The mixed results underscored the fragility of the world’s No.3 economy as exports slow and private consumption, that accounts for more than half the economy, lacks momentum.
The Reuters Tankan, designed to closely track the Bank of Japan’s key quarterly tankan survey, suggested the central bank’s survey due next April 3 will likely show deterioration in business confidence at big manufacturers.
Problems at some western banks added to risks to external demand that already faces the impact of global tightening and a slowdown in China, Japan’s biggest trading partner, while a weak yen boosts import costs of commodity-driven inflation.
“Price hikes caused by the war in Ukraine and U.S.-China trade frictions have made our clients cautious about capital expenditure,” a manager of a machinery maker wrote in the survey.
The sentiment index for big manufacturers stood at minus 3, slightly up from minus 5 seen in the previous month, according to the survey conducted March 8-17. Materials industries such as steel and textiles as well as electrical machinery firms were among the hardest hit.
Compared with three months ago, the manufacturers’ index was down 11 points, suggesting worsening of sentiment in the BOJ tankan’s headline big manufacturers index.
The Reuters Tankan index is expected to rebound to plus 10 over the next three months.

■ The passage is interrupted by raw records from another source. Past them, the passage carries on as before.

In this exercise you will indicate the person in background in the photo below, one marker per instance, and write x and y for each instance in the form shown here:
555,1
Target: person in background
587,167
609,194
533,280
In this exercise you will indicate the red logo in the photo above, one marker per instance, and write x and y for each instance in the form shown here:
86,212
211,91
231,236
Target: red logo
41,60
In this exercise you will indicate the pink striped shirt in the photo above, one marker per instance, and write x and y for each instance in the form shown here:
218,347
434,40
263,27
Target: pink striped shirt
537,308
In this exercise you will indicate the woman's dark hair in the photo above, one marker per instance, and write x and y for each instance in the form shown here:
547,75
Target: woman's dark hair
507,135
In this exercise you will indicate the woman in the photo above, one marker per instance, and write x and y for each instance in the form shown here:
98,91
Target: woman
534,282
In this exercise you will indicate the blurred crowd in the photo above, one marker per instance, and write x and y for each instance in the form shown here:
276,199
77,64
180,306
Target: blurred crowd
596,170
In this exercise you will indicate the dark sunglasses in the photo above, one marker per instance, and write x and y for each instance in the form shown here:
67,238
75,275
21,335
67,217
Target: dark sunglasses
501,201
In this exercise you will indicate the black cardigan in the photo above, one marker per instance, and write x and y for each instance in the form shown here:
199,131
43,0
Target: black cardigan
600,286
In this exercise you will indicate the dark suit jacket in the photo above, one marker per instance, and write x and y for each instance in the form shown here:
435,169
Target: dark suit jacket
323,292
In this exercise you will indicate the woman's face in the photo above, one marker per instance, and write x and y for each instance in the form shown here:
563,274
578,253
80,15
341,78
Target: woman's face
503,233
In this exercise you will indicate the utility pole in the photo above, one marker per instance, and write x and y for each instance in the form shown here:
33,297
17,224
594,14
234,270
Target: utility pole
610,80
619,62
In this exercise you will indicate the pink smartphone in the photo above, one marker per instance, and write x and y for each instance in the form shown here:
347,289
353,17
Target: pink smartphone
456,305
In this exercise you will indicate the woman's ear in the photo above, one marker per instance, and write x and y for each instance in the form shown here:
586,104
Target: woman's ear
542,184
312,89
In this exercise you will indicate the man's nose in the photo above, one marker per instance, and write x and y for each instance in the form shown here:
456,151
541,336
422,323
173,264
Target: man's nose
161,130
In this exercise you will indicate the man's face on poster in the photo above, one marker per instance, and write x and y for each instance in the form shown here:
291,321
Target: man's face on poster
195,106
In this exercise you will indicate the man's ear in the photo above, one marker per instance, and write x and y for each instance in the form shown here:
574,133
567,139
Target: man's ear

The large service-sector firms’ index rebounded to plus 21 in March from plus 17 seen in the previous month. The index is expected to fall to plus 16 in June.
The Reuters Tankan, which closely tracks the central bank’s quarterly tankan survey, canvassed 493 large companies with a capital base of 1 billion yen employing 100 or more people.
The Reuters Tankan indexes are calculated by subtracting the percentage of pessimistic respondents from optimistic ones. A negative figure means pessimists outnumber optimists.